Across the province, people often talk about small towns in the past tense — as places that used to matter.
But Biggar decided not to accept that fate.

The Biggar Revitalization Project began in 2021. The work included upgrading sidewalks, new lighting and signage, a replica train station, a permanent concert stage and a farmer’s market. (Submitted)
Brownlee said he and his wife Ina Lou spent years thinking about what they could do for the town that shaped both of them. Biggar was home. Brownlee’s grandfather had served as mayor in the 1930s. His father was born there. So were Ina Lou’s parents.
And as their retirement approached, the couple decided they wanted to give something back.
“We really should do something for Biggar,” Brownlee recalled his wife saying.
What followed was an idea so ambitious many people initially dismissed it outright.
The Brownlees offered to contribute $2.5 million toward revitalizing Main Street and transforming the Canadian National Railway grounds into a park.
There was only one condition, but it was a big one. The community needed to raise another $2.5 million itself.
For a town of just 2,133 people, according to the 2021 Census, it sounded unrealistic.
“Nobody really took them seriously at first,” Mayor Jim Rickwood said. “They just thought it was somebody that was trying to sell a bag of magic beans.”
But the offer was real, and so was the challenge. So the people of Biggar did what small-town Saskatchewan residents do best. They got to work.

On June 13, the community will host the Biggar Country Music Festival, a free, all-ages concert to celebrate the completion of the revitalization project. (Submitted)
Over three years, volunteers organized fundraisers, attended planning meetings and pushed through their disagreements and setbacks. Residents bought into a vision bigger of revitalization than landscaping or fresh paint. They bought into the idea that their town was still worth fighting for.
And they succeeded.
Today, Biggar’s downtown looks a lot different. Main Street has been rebuilt with new sidewalks, lighting, storefront improvements and public gathering spaces. The park at the end of the street has also been transformed.
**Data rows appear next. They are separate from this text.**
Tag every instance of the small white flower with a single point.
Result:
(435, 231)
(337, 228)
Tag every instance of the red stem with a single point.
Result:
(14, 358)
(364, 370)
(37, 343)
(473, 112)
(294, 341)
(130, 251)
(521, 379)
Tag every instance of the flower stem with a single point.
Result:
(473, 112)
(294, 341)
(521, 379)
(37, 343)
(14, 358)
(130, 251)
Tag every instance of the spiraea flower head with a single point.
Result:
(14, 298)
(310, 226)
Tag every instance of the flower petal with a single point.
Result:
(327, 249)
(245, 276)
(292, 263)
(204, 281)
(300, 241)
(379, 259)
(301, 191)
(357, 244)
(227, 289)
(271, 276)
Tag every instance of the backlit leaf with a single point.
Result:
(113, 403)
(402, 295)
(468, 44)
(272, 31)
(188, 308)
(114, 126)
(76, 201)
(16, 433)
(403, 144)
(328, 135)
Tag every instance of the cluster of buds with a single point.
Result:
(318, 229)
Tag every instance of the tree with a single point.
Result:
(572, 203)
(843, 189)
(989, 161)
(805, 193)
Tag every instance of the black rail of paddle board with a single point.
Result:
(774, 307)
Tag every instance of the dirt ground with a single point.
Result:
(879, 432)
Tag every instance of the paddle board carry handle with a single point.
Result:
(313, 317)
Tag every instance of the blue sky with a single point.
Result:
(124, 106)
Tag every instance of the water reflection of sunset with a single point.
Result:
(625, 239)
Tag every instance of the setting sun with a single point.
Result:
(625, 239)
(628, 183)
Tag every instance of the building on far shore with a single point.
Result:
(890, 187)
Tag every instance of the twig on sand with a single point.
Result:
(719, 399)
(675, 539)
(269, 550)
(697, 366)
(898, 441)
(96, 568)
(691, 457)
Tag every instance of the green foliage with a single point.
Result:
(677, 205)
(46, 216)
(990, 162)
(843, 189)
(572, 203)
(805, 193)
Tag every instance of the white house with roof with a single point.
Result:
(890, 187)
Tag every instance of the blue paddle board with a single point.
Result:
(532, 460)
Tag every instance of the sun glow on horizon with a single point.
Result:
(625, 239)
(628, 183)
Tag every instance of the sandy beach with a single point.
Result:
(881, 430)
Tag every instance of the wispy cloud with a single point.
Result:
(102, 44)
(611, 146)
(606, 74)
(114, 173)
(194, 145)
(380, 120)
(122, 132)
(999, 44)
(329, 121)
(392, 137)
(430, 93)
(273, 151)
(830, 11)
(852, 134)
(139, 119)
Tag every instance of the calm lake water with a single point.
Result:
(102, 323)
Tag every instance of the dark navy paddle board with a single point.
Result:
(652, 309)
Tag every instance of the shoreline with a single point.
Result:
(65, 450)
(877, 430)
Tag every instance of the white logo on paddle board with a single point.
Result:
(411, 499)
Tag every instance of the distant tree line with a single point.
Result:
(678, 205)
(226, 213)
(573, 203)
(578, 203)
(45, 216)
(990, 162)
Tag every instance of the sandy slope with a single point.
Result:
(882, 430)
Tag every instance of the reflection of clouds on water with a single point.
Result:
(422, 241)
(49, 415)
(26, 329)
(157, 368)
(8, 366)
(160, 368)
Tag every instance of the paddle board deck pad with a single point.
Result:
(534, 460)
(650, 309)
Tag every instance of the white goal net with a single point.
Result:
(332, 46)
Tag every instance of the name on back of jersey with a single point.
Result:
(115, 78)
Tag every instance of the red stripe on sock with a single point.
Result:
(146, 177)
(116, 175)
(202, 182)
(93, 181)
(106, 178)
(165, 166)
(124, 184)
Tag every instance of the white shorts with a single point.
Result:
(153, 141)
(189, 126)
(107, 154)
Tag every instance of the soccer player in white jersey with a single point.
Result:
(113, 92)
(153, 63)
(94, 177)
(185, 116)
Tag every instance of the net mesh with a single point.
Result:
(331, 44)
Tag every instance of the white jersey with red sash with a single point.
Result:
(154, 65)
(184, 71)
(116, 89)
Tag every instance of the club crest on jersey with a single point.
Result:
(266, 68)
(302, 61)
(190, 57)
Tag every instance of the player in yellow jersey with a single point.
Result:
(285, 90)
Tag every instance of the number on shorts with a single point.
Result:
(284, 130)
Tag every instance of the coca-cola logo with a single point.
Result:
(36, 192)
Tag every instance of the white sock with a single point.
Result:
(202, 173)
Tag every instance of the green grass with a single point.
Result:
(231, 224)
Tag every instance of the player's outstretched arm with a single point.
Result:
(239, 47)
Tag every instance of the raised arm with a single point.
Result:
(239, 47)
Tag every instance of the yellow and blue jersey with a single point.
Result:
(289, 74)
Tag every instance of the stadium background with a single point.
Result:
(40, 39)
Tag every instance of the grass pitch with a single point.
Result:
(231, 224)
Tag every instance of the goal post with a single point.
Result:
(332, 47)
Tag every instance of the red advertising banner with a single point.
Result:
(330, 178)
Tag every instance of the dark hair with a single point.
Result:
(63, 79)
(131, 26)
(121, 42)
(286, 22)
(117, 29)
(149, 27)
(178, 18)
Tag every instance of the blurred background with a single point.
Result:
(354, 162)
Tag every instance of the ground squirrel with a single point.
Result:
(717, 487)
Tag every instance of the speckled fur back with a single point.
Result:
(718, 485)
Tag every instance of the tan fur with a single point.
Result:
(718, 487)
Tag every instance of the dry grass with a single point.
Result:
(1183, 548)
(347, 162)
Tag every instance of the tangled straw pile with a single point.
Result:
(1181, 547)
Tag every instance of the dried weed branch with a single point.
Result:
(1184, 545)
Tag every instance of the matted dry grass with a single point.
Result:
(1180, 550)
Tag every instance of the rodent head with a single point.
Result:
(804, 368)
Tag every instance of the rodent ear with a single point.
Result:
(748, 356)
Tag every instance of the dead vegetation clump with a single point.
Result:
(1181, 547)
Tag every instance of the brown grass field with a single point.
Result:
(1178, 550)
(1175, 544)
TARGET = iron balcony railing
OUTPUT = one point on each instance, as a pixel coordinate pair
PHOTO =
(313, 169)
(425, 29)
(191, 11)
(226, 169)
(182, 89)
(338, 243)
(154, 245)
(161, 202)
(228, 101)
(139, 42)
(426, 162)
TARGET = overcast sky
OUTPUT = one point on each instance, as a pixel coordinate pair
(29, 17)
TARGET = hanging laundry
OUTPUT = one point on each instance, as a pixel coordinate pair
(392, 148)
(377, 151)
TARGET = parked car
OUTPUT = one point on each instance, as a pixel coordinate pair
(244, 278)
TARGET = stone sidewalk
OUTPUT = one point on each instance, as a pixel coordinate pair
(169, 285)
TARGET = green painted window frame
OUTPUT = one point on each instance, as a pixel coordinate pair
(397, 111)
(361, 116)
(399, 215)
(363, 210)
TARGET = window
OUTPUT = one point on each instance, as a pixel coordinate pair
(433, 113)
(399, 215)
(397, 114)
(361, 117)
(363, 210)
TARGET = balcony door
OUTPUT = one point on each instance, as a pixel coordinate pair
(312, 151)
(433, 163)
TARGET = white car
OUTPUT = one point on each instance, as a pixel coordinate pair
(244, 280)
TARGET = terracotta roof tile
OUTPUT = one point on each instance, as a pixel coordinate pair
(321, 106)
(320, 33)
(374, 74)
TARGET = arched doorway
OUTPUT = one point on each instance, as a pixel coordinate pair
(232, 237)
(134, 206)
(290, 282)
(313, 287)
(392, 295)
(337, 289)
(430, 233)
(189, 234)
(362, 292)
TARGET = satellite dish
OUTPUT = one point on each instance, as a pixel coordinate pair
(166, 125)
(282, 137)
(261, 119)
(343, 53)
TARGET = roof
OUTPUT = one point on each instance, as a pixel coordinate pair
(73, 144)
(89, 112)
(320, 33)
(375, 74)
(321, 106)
But the physical changes are only part of the story.
“As rewarding as it is seeing the changes that have come to Main Street, I think the energy that it put back into the town… in some ways that’s the real gift,” Brownlee said.
That energy matters, because rural Saskatchewan is constantly told what it cannot do.
It cannot attract investment.
It cannot keep young families.
It cannot compete.
It cannot grow.
Biggar challenged that narrative.
“We’ve had so many people move here from Ontario, British Columbia, Alberta within the last four years,” Rickwood said proudly. “It’s really solidified the fact that we look damn good. And it didn’t happen by accident.”
That outlook cuts deeper than civic pride. It speaks to something many rural communities are searching for right now: proof that renewal is still possible.
Not every town will receive a multi-million-dollar donation, but Biggar’s success did not come from money alone. What happened in Biggar required people to believe in the place again, and then do the exhausting work of rebuilding it together.
On June 13, the community will celebrate with the Biggar Country Music Festival, a free concert marking the completion of the revitalization project.
Main Street will fill with people again. And for Brownlee, it will feel quite familiar. Decades after standing outside Mooney Hardware and watching hockey through a storefront window, he will once again see crowds gathered downtown in the community he never stopped believing in.
The people won’t just be celebrating what Biggar was. They’ll be celebrating what it has become again.